Despite his surgery and diagnosis of a shortened life span, Boone battles bravely as Prissy does everything she can to affect a cure. With the same love, faith, energy, and tenacity which helped her to build a small cottage industry of home fashion consultant, she does the same in regards to Boone’s diagnosis. She researches therapies, both tried and untried, as well as natural remedies. She finds hospice caregivers like Du and Sallie who come to live with the family to provide care for Boone and normalcy and relief to her daughters, Sarah Britton and Garrett, and her. Throughout that year Boone and she travel to try untested medications and Native American cures.
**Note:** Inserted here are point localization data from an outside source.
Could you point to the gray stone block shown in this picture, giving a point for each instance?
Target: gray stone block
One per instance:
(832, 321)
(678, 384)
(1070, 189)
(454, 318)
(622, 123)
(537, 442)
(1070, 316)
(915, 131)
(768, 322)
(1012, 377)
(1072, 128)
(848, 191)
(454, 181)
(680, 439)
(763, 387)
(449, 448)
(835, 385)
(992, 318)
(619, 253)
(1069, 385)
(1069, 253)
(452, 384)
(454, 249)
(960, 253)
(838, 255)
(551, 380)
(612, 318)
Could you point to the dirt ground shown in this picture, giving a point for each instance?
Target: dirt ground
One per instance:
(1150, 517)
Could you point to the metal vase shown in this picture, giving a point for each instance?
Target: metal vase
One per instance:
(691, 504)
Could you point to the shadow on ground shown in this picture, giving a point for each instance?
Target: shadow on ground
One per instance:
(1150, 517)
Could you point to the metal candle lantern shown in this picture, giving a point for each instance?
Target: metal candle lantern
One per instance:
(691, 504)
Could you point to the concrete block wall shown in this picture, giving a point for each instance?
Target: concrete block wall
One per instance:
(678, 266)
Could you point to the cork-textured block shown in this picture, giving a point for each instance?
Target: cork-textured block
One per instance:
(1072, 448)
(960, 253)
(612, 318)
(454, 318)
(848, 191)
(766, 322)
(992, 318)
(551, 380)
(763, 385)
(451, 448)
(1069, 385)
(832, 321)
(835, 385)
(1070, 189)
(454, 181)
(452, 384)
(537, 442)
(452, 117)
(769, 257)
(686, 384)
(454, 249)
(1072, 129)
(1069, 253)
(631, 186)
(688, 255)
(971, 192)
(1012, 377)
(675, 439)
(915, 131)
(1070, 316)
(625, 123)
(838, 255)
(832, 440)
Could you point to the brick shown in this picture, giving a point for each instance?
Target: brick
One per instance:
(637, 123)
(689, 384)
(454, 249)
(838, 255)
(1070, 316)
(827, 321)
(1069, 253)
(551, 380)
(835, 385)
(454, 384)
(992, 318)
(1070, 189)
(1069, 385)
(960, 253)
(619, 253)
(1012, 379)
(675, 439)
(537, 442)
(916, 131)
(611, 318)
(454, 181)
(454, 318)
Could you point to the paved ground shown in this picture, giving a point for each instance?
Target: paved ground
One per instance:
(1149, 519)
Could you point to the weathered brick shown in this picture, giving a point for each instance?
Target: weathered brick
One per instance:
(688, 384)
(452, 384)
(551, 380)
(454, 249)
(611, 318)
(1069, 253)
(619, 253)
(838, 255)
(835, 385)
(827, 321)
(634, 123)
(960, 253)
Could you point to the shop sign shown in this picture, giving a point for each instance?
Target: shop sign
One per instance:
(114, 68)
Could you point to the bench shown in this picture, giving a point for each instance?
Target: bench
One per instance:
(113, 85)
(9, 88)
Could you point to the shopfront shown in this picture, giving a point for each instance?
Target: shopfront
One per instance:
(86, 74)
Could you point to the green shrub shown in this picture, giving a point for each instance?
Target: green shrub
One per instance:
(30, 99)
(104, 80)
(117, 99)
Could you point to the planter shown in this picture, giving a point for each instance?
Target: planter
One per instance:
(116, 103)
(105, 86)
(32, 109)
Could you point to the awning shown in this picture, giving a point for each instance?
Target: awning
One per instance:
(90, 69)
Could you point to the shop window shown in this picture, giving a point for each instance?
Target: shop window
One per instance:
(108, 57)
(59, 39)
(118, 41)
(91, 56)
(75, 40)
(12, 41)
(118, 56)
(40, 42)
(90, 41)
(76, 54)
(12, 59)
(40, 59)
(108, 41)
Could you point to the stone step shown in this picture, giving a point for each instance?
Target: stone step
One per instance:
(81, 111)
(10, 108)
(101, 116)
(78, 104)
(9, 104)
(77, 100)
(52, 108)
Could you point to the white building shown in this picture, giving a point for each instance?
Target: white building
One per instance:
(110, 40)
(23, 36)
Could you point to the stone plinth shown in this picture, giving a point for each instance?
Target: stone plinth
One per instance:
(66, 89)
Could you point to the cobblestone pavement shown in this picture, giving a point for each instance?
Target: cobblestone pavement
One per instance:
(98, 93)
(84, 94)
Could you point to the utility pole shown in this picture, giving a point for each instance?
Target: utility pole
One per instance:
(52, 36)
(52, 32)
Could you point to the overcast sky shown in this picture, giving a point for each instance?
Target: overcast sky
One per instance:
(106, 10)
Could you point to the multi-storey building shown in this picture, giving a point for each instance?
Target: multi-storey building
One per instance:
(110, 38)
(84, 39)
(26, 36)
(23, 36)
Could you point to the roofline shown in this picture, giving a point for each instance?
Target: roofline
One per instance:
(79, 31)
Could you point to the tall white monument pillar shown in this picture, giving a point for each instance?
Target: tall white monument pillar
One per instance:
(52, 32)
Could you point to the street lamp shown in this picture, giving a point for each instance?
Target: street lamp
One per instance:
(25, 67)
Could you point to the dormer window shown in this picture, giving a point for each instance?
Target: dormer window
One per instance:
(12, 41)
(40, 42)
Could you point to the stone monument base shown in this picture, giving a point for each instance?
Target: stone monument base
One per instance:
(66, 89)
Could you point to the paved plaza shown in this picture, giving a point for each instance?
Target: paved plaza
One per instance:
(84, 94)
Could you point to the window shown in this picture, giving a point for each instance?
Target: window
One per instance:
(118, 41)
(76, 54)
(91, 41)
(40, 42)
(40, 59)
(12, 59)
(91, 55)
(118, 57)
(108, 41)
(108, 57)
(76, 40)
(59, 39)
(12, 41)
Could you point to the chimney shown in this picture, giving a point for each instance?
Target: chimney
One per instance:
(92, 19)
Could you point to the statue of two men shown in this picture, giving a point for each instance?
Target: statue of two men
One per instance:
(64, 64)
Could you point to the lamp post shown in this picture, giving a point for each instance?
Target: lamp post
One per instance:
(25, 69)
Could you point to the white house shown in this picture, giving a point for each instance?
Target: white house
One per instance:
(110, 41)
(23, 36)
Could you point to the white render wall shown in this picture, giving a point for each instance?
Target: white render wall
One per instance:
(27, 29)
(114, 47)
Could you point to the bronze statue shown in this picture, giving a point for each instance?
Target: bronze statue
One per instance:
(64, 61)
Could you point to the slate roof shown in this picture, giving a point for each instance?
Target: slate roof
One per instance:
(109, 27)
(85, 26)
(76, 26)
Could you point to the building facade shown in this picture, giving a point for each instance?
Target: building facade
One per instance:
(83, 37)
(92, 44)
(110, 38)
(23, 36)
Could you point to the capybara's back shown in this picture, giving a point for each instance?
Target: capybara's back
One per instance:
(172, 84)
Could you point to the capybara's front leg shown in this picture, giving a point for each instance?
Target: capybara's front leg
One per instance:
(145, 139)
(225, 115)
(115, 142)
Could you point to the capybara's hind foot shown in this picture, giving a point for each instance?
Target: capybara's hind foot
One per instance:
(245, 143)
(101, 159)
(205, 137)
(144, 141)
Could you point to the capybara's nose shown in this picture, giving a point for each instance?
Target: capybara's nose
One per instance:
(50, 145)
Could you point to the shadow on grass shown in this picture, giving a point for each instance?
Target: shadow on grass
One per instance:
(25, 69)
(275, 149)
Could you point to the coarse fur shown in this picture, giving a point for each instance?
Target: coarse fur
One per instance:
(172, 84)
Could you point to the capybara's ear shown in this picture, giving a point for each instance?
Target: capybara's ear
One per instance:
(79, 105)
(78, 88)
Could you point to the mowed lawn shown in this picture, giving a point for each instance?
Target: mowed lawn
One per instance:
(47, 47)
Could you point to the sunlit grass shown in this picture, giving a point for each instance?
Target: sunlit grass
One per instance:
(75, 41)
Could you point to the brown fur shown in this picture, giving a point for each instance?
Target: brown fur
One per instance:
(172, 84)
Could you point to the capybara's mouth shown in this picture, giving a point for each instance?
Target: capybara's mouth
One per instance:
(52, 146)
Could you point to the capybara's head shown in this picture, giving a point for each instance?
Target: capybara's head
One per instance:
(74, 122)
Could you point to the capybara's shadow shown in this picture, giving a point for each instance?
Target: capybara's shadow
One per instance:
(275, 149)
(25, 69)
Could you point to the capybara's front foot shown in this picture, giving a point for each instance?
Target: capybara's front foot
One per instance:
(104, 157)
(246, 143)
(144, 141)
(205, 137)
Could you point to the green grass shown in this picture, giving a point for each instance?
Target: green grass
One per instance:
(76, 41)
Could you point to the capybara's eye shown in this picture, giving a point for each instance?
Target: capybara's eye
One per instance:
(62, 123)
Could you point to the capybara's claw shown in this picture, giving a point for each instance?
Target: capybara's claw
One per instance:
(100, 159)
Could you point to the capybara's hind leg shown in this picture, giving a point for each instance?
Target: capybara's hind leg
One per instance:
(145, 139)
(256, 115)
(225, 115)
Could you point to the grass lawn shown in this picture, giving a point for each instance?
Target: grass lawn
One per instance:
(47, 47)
In the end, though, Boone’s health worsens, his faculties of sight, hearing, and ambulation deteriorate, and he dies.
Yet, even during this time, there are upbeat, positive moments. There are some crazy times and some moments of hilarity for the family. There are supportive people like Boone’s partners, extended family, and neighbors who help out Prissy and her family both financially and emotionally. Du and Sallie as well as Willie, another caregiver, become trusted friends, almost family.
Despite the loss of her beloved husband Boone, there is a happy ending for Prissy. Months after his burial, she receives a sympathy card from an old friend. Specifically, the card comes from her high school boyfriend, Dale Elrod. After thirty years apart, they reconnect through this card. From there, letters are exchanged, and their correspondence slowly progresses to an email relationship over the course of many months. Eventually, they meet face-to-face again in a neutral setting in Nashville, Tennessee, but there the story ends with the words, to be continued.
What next for Prissy Elrod, I can only hazard a guess. If she continues her writing (and she is a member of the Tallahassee Writers Association), I suspect there may be more to her and her family’s story. I’ll look forward to reading it.